El derecho al desarrollo de los países más pobres exige a los
países desarrollados el preciso deber de intervenir en su ayuda. A este
respecto dice el concilio Vaticano II: "el derecho a poseer una parte de
bienes suficiente para sí mismos y para sus familias es un derecho que
corresponde a todos ... Los hombres están obligados a ayudar a los
pobres, y ciertamente no sólo con los bienes superfluos" (Gaudium et
spes, 69). La exhortación de la Iglesia, eco fiel de la voz de
Cristo, es muy clara: los bienes de la tierra están destinados a toda la
familia humana y no pueden ser monopolio exclusivo de unos pocos (cf.
Centesimus annus, 31 y 37).
En favor de la persona, y por tanto de la paz, es urgente aportar a
los mecanismos económicos los correctivos necesarios que les permitan
garantizar una distribución más justa y equitativa de los bienes. Para
esto, no basta sólo el funcionamiento del mercado; es necesario que la
sociedad asuma sus responsabilidades (cf. Centesimus annus, 48),
multiplicando los esfuerzos, a menudo ya considerables, para eliminar
las causas de la pobreza con sus trágicas consecuencias. Ningún país
aisladamente puede llevar a cabo semejante medida. Precisamente por esto
es necesario trabajar juntos, con la solidaridad exigida por un mundo
que es cada vez más interdependiente. Consintiendo que perduren
situaciones de extrema pobreza se dan las premisas de convivencias
sociales cada vez más expuestas a la amenaza de violencias y conflictos.
Todo individuo y todo grupo social tiene derecho a poder proveer a
las necesidades personales y familiares y a participar en la vida y en
el progreso de su propia comunidad. Cuando este derecho no es
reconocido, sucede frecuentemente que los interesados, sintiéndose
víctimas de una estructura que no los acoge, reaccionan duramente. Esto
lo vemos particularmente en los jóvenes que, privados de una adecuada
instrucción y de la posibilidad de un trabajo, están más expuestos al
riesgo de la marginación y de la explotación. Es bien conocido por todos
el problema del desempleo, especialmente de los jóvenes, en el mundo
entero, con el consiguiente empobrecimiento de un número cada vez mayor
de individuos y de familias. El desempleo, además, es frecuentemente el
resultado trágico de la destrucción de las infraestructuras económicas
en un país azotado por la guerra o por conflictos internos.

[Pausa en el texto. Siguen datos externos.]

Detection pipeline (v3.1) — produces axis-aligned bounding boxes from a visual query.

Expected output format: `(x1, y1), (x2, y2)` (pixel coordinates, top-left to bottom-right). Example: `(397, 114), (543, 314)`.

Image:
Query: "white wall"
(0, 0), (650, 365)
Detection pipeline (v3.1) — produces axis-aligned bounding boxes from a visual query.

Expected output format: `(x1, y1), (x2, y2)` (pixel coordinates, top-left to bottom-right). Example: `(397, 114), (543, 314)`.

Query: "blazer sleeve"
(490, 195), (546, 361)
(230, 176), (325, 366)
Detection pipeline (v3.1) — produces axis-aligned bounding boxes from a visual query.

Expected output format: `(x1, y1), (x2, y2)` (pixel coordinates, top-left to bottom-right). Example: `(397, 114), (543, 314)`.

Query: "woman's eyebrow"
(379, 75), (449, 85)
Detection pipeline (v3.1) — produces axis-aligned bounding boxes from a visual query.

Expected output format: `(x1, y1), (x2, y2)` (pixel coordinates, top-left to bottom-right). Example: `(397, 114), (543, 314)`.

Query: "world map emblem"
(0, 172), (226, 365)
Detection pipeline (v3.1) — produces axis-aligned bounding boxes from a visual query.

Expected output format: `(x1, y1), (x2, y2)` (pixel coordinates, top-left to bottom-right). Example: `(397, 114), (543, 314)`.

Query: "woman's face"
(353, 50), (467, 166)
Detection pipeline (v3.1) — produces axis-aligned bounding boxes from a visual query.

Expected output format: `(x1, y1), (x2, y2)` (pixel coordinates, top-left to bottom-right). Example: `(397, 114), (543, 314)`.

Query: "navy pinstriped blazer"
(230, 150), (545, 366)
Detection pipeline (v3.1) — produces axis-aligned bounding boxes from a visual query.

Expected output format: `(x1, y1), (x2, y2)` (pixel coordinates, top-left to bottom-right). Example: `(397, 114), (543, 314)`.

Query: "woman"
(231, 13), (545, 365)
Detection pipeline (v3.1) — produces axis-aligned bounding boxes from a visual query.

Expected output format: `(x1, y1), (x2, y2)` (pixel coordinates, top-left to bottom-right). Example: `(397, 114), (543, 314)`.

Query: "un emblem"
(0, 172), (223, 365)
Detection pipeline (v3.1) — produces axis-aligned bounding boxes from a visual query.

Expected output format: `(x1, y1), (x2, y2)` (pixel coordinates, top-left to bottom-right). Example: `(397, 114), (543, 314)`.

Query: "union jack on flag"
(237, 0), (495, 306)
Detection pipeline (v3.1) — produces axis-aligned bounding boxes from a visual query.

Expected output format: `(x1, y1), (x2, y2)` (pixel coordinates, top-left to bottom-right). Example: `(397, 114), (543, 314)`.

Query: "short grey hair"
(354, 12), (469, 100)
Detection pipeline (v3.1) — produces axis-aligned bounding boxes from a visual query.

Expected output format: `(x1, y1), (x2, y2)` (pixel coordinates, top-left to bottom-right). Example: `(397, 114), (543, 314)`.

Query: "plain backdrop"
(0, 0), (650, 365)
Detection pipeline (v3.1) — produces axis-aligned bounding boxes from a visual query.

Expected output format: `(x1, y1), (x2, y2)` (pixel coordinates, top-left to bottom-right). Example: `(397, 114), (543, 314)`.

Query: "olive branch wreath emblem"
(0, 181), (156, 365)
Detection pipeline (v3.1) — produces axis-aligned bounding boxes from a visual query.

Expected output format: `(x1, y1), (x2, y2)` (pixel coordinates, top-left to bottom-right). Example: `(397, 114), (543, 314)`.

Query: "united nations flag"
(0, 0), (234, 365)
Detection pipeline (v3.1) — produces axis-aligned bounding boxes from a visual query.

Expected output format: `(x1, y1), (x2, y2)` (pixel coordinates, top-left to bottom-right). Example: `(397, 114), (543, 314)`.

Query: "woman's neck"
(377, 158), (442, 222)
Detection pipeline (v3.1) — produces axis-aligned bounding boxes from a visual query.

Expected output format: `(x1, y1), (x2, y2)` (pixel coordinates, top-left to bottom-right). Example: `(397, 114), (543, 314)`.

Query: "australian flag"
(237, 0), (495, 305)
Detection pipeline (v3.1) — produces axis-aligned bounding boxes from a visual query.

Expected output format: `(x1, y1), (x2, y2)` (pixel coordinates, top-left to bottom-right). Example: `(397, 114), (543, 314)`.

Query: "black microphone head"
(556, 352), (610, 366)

Quisiera recordar aquí brevemente algunos problemas particularmente
inquietantes, que afectan a los pobres y, como consecuencia, amenazan la
paz.
Ante todo, el problema de la deuda externa que, para algunos
países y, en ellos, para los sectores sociales menos pudientes, sigue
siendo un peso insoportable, a pesar de los esfuerzos realizados por la
comunidad internacional, los gobiernos y las instituciones económicas
para reducirlo. ¿No son quizás los sectores más pobres de dichos países
los que tienen que sostener frecuentemente la carga mayor de la
devolución? Semejante situación de injusticia puede abrir el camino a
crecientes rencores, a sentimientos de frustración y hasta de
desesperación. En muchos casos los mismos gobiernos comparten el
malestar generalizado de sus pueblos y esto repercute en las relaciones
con los demás Estados. Ha llegado quizás el momento de examinar
nuevamente el problema de la deuda externa, dándole la debida prioridad.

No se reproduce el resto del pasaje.